Üçüncü çeyreğin başında yine iki uzunlu sisteme dönen Galatasaray Odeabank savunmada sıkıntı yaşamaya devam etti. Çok sayıda top kaybı yapan ve Haislip’i durduramayan konuk takım yeniden dört kısaya döndü. Galatasaray Odeabank, Haislip’i Micov ile savunmayı denedi. Bu esnada Telekom takım faulü hakkını doldurduğu için sezon başından beri sıklıkla gözlemlediğimiz McCollum’un faul alarak çizgiye gitme çalışmasını izledik ve kısa vadede başarılı da oldu. Telekom’da ise oyun iyice Haislip’in üzerine kalmışken devreye Buckner girdi ve sayılarıyla takımının farkı korumasını sağladı. Bu esnada Woodside henüz saha içi isabet sağlayamamışken takımını çok iyi yönetti. Galatasaray’ın dört kısalı beşi karşısında sürekli çembere gitmeye çalışan Telekom istediğini elde etti ve çeyreği dokuz sayı farkla önde kapattı.
Son çeyreğe ise bomba gibi başladı Galatasaray Odeabank. Daha akıllı hücum etmeye başlayan konuk takım üç buçuk dakika boyunca rakibine sayı imkanı vermedi. Brown’ın çizgiden bulduğu tek sayının ardından Micov sorumluluk aldı ve bulduğu üçlükle takımını öne geçirdi ve Hakan Demir’i de ikinci kez mola almaya zorladı. Bu moladan Haislip’in sayılarıyla dönen Telekom Micov’u yine durduramadı ve skor eşitlendi.
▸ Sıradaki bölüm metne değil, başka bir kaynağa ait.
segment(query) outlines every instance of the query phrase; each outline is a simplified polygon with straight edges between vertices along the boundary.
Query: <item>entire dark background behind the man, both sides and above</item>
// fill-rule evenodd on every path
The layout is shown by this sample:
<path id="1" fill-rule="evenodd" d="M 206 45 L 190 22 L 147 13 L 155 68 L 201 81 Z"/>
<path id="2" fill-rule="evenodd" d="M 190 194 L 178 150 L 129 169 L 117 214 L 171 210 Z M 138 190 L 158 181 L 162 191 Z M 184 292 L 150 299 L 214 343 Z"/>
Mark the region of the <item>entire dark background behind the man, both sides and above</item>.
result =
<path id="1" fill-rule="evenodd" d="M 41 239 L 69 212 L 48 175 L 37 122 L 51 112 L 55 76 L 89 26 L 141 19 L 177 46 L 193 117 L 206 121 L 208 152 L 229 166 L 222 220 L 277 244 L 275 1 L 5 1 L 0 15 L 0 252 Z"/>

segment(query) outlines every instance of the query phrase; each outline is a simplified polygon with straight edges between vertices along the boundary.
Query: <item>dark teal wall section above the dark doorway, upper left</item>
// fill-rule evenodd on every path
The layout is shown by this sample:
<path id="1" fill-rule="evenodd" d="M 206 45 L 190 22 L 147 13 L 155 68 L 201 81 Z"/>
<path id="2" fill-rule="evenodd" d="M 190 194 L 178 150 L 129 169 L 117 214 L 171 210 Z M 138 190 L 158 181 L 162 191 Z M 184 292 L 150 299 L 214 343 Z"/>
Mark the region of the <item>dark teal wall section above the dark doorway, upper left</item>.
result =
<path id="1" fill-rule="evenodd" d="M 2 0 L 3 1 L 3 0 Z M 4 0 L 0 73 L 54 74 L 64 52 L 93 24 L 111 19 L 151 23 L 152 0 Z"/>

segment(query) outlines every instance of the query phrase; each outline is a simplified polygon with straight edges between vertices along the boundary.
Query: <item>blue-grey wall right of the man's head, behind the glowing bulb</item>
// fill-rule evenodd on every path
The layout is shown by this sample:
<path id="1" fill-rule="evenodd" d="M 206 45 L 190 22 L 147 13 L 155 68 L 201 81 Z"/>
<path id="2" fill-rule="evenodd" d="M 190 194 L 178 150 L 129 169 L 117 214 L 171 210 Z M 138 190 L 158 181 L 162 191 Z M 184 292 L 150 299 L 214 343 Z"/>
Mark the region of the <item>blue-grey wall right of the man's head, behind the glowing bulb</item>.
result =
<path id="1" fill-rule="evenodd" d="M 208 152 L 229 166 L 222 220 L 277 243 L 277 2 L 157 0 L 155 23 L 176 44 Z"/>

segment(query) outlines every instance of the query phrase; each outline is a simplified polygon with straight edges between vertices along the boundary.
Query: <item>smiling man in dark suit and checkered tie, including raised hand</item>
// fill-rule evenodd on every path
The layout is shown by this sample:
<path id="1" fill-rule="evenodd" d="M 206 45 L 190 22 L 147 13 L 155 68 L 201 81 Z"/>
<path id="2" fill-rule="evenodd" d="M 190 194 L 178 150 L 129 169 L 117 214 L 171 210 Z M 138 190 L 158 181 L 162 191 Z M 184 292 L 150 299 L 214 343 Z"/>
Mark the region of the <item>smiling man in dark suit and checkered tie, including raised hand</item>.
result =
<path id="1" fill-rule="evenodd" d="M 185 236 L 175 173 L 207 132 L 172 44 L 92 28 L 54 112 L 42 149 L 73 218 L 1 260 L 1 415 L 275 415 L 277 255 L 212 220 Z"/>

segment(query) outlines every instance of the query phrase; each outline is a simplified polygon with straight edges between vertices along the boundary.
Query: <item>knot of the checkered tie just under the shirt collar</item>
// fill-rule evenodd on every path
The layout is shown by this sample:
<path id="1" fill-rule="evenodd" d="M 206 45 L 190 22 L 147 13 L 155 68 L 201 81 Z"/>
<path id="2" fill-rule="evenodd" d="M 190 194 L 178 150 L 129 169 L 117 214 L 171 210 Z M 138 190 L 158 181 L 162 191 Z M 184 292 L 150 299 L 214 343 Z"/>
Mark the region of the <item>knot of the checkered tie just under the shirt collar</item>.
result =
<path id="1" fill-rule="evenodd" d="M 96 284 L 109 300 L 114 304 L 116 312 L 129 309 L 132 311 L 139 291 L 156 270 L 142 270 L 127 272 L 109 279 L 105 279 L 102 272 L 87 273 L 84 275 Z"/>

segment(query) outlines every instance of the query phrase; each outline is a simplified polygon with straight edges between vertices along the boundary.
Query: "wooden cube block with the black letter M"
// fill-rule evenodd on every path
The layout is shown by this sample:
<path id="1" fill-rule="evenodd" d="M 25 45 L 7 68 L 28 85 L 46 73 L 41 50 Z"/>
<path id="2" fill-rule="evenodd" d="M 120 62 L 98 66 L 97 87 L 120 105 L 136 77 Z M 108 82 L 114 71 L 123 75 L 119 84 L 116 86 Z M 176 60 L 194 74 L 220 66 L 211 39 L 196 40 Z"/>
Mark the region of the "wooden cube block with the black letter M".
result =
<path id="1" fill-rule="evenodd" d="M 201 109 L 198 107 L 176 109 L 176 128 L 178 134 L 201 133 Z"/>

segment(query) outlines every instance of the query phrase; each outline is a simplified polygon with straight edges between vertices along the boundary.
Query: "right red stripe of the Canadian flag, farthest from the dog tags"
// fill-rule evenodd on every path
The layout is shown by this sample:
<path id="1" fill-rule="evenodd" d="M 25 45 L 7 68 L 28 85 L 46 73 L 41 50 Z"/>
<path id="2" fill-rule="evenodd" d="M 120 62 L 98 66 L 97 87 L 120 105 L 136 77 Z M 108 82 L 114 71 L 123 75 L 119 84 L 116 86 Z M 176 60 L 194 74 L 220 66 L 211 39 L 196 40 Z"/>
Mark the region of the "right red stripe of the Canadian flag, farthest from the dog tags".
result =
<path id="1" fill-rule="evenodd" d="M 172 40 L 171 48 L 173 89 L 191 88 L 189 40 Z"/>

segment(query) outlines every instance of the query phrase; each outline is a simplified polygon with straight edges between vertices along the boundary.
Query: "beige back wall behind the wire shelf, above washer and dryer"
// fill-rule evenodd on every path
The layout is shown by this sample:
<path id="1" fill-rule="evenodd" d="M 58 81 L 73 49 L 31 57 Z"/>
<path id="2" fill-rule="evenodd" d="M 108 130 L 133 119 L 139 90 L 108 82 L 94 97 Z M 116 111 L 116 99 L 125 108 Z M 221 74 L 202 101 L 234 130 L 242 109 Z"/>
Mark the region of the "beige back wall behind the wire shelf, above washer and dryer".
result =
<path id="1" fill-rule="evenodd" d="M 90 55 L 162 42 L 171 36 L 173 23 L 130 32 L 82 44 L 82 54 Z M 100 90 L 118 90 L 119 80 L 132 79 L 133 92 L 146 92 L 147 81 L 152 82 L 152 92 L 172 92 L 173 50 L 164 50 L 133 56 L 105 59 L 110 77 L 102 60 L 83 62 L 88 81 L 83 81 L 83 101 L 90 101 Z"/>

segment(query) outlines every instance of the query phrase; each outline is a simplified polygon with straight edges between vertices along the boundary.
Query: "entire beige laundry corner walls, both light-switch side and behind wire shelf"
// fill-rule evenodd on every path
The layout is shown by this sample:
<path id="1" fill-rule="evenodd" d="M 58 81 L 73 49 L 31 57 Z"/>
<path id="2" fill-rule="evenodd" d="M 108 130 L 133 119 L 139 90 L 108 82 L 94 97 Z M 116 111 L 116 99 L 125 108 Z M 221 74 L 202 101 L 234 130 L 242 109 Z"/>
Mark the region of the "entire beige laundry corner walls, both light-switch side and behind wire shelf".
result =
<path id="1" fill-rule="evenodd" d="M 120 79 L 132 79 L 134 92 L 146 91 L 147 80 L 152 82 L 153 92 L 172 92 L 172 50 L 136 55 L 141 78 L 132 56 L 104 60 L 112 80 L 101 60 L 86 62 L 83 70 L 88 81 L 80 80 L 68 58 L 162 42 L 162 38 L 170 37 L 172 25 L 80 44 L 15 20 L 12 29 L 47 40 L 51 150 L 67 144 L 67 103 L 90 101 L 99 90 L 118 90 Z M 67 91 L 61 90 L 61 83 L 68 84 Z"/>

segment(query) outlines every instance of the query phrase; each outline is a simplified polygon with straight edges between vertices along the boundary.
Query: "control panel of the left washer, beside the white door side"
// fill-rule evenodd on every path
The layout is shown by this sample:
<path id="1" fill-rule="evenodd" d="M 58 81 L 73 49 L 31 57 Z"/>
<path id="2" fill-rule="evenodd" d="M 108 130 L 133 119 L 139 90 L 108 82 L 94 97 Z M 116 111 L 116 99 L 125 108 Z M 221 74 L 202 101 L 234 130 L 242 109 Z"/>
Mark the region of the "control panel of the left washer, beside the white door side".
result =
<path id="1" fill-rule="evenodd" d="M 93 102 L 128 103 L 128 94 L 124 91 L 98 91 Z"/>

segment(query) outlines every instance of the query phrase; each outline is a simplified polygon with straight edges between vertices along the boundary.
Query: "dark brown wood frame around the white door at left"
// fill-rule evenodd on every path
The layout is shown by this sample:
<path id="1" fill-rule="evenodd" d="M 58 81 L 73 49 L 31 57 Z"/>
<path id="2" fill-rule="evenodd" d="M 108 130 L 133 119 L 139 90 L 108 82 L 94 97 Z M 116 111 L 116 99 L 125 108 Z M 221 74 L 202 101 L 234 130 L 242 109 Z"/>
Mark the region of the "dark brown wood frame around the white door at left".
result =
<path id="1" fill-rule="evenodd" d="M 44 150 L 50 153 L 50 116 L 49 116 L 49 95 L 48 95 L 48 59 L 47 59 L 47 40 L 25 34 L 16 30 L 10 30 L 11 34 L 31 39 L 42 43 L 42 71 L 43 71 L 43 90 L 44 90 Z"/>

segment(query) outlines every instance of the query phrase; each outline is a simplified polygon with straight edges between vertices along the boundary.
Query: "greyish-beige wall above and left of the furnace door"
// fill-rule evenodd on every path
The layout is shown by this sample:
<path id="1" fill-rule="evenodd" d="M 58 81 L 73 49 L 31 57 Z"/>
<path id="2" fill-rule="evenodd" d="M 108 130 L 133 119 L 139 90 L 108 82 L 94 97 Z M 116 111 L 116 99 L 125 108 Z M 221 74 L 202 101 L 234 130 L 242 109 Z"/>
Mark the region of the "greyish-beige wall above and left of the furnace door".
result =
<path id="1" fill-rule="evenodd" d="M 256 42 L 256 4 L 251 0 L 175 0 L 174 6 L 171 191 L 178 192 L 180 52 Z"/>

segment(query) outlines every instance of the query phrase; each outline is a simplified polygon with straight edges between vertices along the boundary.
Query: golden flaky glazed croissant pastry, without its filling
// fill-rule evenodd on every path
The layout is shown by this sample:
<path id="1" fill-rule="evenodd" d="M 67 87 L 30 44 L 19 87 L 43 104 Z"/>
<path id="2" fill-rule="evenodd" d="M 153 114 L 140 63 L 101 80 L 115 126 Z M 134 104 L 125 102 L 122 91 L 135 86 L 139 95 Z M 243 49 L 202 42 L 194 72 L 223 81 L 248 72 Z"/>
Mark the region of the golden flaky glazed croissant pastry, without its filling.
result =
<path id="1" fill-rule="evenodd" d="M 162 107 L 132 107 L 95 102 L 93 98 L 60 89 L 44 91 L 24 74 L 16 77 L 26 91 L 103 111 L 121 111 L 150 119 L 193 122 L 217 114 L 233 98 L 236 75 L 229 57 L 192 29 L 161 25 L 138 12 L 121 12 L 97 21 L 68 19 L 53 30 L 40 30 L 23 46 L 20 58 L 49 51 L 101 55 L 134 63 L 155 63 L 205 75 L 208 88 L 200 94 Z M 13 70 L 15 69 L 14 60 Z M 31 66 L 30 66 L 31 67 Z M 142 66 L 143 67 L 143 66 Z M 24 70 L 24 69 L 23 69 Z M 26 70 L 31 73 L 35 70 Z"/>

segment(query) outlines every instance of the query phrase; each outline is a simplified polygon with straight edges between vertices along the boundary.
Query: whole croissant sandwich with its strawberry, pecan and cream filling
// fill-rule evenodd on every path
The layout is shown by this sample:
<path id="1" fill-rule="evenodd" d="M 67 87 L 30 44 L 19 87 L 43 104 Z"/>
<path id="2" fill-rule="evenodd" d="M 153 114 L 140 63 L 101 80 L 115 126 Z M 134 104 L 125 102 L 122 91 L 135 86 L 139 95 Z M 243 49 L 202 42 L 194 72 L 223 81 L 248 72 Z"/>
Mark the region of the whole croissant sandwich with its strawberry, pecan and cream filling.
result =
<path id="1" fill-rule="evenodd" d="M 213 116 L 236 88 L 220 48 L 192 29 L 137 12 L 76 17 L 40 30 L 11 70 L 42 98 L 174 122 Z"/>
O anda sahneye Cevher Özer çıktı ve Galatasaray formasıyla CSKA Moskova’ya attığı basketi anımsatan bir baskete imza atarak skoru 75-72’ye getirdi. Ardından Galatasaray Odeabank, Göksenin’le farkı bire indiren basketi buldu ve Hakan Demir son molasını kullandı. Bu moladan dönerken Hakan Demir’in henüz saha içi basketi olmayan Ben Woodside’a çizdiği seti harikulade şekilde uygulayan Telekom üçlüğü buldu ve öne geçti. Hücumdan boş dönen Galatasaray Odeabank Woodside’ı bir kez daha durduramadı ve maçtan koptu.
*Türk Telekom, Hakan Demir ile daha derli toplu bir görüntü verdi. Haislip önderliğinde ligde kalma yolunda kritik bir eşik geçildi.
*Galatasaray’da sıkıntılar bitmek bilmiyor. Gerek kenar yönetimi, gerek oyuncular maça gerekli önemi vermiş değildi. Ataman’ın maç önü analizlerinde sıkıntı yaşadığını söylemek yanlış olmaz. Zira bu senaryoyu iki sezondur pek çok kez gördük.
*Ataman’ın dar rotasyon tercihi de sıkıntılara sebep oluyor. Yaklaşık 60 maçlık maratonu yedi sekiz oyuncuyla geçmek istemesi belli ki oyuncularda yorgunluğa sebep olmuş. Bu yorgunluk da oyuncuların psikolojisini etkiliyor. Belki de Lasme ve Schilb’in kötü performansının arkasında bu vardı.
*Galatasaray Odeabank’ta deplasman karnesi gittikçe kötüleşiyor. Sarı kırmızılı ekip üst üste beşinci deplasman maçını kaybetmiş oldu.